Con la confianza, a veces, viene una falsa sensación de seguridad. En el tercer y cuarto puesto de avituallamiento ignoré la hidratación y la comida. No recargué suficientes energías: me sentía bien y confiado de que tenía lo necesario en el tanque para terminar. Después de todo, quedaban sólo 13 kilómetros y ya tenía casi una maratón completa encima.
Decir que la última subida se complicó queda corto. Bajé el ritmo muy por debajo de lo que había podido mantener en los demás ascensos. Me vi obligado a parar constantemente para recuperar fuerzas y aliento. Mi cerebro iba y venía entre tratar de entender qué estaba pasando y hacer cálculos constantes de ritmo: ¿si sigo así, todavía puedo llegar antes de las 10 horas?
Esa ilusión duró poco.

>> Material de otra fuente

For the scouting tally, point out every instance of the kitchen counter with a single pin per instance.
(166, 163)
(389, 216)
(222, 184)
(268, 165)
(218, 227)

Así como había llegado cuando el llano del valle me permitió subir el ritmo, desapareció al chocarse con los 600 m de elevación que nos llevaban a la cima del Cerro Otto.
Pero claro: había descuidado recargar energías. Después de ocho horas y media de carrera, tanto las piernas como el cerebro estaban sin reservas. No sólo no podía correr, tampoco podía pensar con claridad.
La cafeína de los geles, las bebidas con electrolitos, los alfajores y las frutas en los puestos de avituallamiento me habían traído hasta ahí, pero, habiendo comido poco en el tercer y cuarto puestos, ya no alcanzaba. La pelea no era contra la montaña, era conmigo mismo.
Cuando las piernas no dan más y la mente quiere darse por vencida, ahí le toca al corazón dar el último empujón. Entre tabletas de azúcar y parando más de lo que hubiera querido, llegué a la última cima. La carrera no estaba terminada, quedaba un descenso difícil. Pero la batalla más dura ya estaba ganada.
La entrada al Centro Cívico fue surrealista.
Tantas emociones mezcladas como ruido y gente alentando. Fue volver al mundo después de tantas horas metido en la montaña, peleando conmigo mismo.
La meta llegó a las 9 horas 52 minutos de carrera. Con ocho minutos de sobra, tiempo incluso para boludear con @pablitocolombo antes de cruzar el arco.